Entities ranging from automakers to the United Auto Workers, which has supported the use of tariffs to increase U.S. manufacturing, and Canadian political leaders is that it would be better to reopen discussions on USMCA than face on-again, off-again tariff decisions. The trade agreement had a deadline of 2026 already in place for the three countries to renegotiate USMCA.

Already there have been production disruptions from tariffs. Stellantis last week began idling for two weeks its Windsor Assembly Plant in Ontario that produces Chrysler minivans and Dodge electric muscle cars and for this month at its Toluca Assembly Plant in Mexico that makes the Jeep Compass and electric Wagoneer S crossovers. That prompted the temporary layoffs of 900 autoworkers at feeder plants in Michigan. The company said it's assessing the impact of the levies.

 

GM said last week it was increasing full-size truck production at Fort Wayne Assembly in Indiana. It also announced temporary job cuts at an electric vehicle plant in Detroit and Hamtramck and a temporary idling of an electric commercial van plant in Ontario, though that was attributed to market dynamics.

Companies across the industry also are evaluating cutbacks on costs and production, Stevens added.

If relief focuses on auto parts, as Trump suggested in his comments Monday, it could look more like the automotive duties Canada last week imposed on U.S. vehicle imports in retaliation to Trump's auto tariffs.

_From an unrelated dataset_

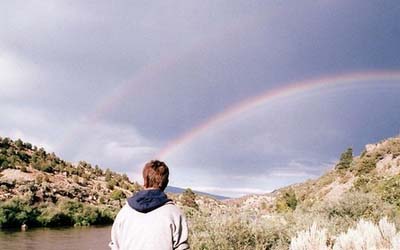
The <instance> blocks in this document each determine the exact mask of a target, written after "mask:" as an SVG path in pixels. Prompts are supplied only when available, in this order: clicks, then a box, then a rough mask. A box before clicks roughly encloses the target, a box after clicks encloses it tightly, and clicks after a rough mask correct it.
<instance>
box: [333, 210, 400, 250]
mask: <svg viewBox="0 0 400 250" xmlns="http://www.w3.org/2000/svg"><path fill="white" fill-rule="evenodd" d="M347 249H377V250H384V249H393V250H394V249H400V233H396V228H395V226H394V224H392V223H389V222H388V221H387V218H383V219H381V220H380V221H379V224H378V225H375V224H373V223H372V222H370V221H365V220H360V221H359V223H358V224H357V226H356V227H354V228H351V229H349V230H348V231H347V232H346V233H342V234H340V235H339V236H338V237H337V238H336V242H335V245H334V246H333V250H347Z"/></svg>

The levy applies to finished vehicles that don’t comply with USMCA, as well as the non-Canadian and non-Mexican content of autos that do comply with the deal. Auto parts also are not tariffed.

Although Trump characterized the auto tariffs as "permanent, 100%" when he announced them, his Monday remarks weren't completely unexpected, Stevens said. Companies, trade associations and the Michigan congressional delegation, he said, all have been advocating for a reevaluation of the autos tariffs.

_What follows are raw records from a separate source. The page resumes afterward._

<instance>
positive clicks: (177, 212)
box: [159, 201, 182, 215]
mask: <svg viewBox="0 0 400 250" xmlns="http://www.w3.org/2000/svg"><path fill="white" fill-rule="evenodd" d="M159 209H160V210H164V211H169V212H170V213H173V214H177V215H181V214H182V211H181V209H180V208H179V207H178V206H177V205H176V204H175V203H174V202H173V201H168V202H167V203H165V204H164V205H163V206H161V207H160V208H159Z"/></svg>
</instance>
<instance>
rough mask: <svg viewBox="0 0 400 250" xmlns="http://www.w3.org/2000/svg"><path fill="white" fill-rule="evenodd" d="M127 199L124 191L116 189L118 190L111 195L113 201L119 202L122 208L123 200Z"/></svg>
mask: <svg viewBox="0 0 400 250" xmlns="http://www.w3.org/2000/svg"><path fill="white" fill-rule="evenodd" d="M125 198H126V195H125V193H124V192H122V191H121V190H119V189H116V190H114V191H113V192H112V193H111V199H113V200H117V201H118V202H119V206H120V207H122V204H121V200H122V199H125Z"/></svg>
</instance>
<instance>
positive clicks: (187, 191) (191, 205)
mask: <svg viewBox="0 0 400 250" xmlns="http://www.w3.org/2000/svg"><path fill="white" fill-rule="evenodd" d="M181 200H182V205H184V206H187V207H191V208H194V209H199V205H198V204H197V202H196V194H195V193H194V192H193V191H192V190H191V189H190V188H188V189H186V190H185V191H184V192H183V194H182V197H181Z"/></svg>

"They're listening," Stevens said about the Trump administration. "This is a good sign."

Trump also has put forth and pulled back on import taxes multiple times since taking office. He delayed 25% tariffs on Canada and Mexico to March from February and then granted exemptions to goods compliant with USMCA. Last week, he announced a 90-day pause on higher "Liberation Day" tariffs over 10% on some 75 countries that had offered to negotiate with the administration.

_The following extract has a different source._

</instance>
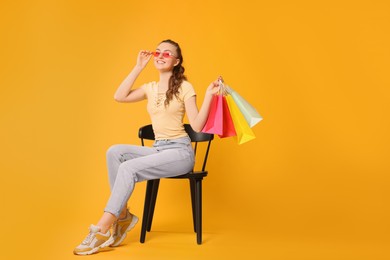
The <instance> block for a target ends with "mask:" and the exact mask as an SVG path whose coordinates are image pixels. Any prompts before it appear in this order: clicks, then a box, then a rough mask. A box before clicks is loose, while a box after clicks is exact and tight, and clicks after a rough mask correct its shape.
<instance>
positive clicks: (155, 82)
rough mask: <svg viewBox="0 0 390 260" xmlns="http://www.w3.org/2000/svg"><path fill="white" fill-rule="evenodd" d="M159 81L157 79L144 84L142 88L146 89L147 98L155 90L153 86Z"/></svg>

Trump on Monday also touted exclusions from 125% tariffs on China and the 10% baseline global tariff granted for consumer electronics as beneficial for tech giant Apple Inc., which manufactures iPhones in China.

"Look, I'm a very flexible person," Trump said in response to a journalist's question. "I don't change my mind, but I'm flexible. And you have to be. You can't just have a wall. ... Sometimes you have to go around it, under it or above it."

Meanwhile, credit rating agency S&P Global Inc. issued a forecast saying the auto tariffs and 25% tariffs on steel and aluminum could increase the prices of vehicles — which already have been approaching $50,000 average transaction prices — by 5% to 10%. It estimated that could decrease U.S. new vehicle sales to 15.2 million to 15.5 million for 2025 and 14.8 million to 15.1 million for 2026 compared to prior estimates of 15.7 million to 16 million.

"Based on these updates, we believe there is a greater likelihood there could be negative rating actions or outlook revisions," S&P Global Ratings credit analyst Nishit Madlani said in a statement.

S&P's long-term credit rating for GM and Stellantis is BBB, which is lower medium grade, and Ford's is just below at BBB-, which is one notch above junk bond status.

Regarding offering exceptions on tariffs to products like consumer electronics, Trump on Monday added: "I don't want to hurt anybody."